Even though it’s not fully understood, what you eat can have an impact on how you feel, including your anxiety levels.
While we all experience anxiety from time to time, each of us with our own personal triggers, anxiety can build up in our bodies and manifest in unexpected ways. It’s all valid, from having an embarrassing freakout with friends for no apparent reason, to eating most of the contents in our fridge without noticing that anything’s off.
While we all know stress eating is a thing, can food help us manage our anxiety? There’s a clear link between anxiety and our stomachs, with our stomachs usually being one of the first parts in our bodies that signal our brains that we’re feeling anxious. When stressed out, it’s common to experience a change in our diets, whether that’s a lack of appetite, too much appetite or feeling nauseous.

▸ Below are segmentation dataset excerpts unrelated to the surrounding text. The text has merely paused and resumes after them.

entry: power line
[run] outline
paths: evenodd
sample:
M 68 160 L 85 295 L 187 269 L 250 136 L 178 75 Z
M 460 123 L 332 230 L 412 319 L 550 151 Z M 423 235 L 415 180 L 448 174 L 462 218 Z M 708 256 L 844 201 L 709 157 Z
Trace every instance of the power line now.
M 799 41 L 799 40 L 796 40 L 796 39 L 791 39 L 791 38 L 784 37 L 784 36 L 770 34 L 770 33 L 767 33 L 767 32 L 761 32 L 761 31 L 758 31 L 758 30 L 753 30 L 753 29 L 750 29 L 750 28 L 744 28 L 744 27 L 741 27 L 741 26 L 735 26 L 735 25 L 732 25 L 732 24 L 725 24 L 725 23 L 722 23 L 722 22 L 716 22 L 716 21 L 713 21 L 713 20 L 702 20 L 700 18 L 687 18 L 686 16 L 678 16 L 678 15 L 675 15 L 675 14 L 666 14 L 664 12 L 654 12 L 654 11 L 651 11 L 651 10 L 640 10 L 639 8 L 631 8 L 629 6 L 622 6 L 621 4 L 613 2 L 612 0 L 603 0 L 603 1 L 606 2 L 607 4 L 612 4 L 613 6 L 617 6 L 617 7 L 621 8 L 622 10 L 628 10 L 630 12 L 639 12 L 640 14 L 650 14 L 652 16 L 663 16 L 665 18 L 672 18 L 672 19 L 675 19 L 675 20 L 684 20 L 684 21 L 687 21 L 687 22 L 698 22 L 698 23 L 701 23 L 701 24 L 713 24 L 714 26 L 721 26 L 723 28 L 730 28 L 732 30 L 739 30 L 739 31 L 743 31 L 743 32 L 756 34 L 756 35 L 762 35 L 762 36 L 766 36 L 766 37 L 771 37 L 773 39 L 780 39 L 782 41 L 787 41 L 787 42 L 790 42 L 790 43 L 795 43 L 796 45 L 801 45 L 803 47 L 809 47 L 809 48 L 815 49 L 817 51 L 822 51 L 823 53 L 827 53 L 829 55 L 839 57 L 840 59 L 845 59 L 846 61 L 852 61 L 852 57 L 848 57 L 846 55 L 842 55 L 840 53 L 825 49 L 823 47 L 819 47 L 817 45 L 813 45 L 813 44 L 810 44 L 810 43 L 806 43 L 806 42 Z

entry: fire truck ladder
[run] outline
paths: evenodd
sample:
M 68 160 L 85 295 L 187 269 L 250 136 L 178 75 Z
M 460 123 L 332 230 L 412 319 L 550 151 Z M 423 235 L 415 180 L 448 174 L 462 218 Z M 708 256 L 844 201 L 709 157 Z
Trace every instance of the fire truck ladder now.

Health and nutrition educator Jodi Godfrey, MS, RD, spoke to Psycom and explained a bit more about this link. “Researchers now refer to the gut as the second brain. When essential nutrients are not sufficiently available, there is a direct effect on the production of neurotransmitters and brain chemistry that can increase or lessen anxiety-related behaviors.”
She says that switching up your diet can have a positive outcome on your anxiety and that this change shouldn’t be as daunting as some make it out to be. “The most important and simple dietary change for anyone who has anxiety is to plan meals around whole foods, lowering or eliminating the number of processed foods including sweets and snack food.”
There’s no clear explanation for the connection between anxiety and stress, but like most mental health conditions, a healthy diet and a regular sleep schedule can produce significant benefits. When it comes to the foods people should eat, The Huffington Post spoke to several experts who recommend foods that contain nutrients like zinc, magnesium, vitamin B, and fatty acids. These experts recommend having these foods for breakfast, that way you’re able to set the tone for the rest of your day.
Foods like avocados, eggs, yogurt and salmon are simple foods that are filling and that can be incorporated into a variety of breakfast dishes. These foods contain healthy fats, oils and proteins. When used properly and not paired with heavy foods, they’ll leave you feeling satisfied and not bloated, which is a feeling that is often associated with anxiety.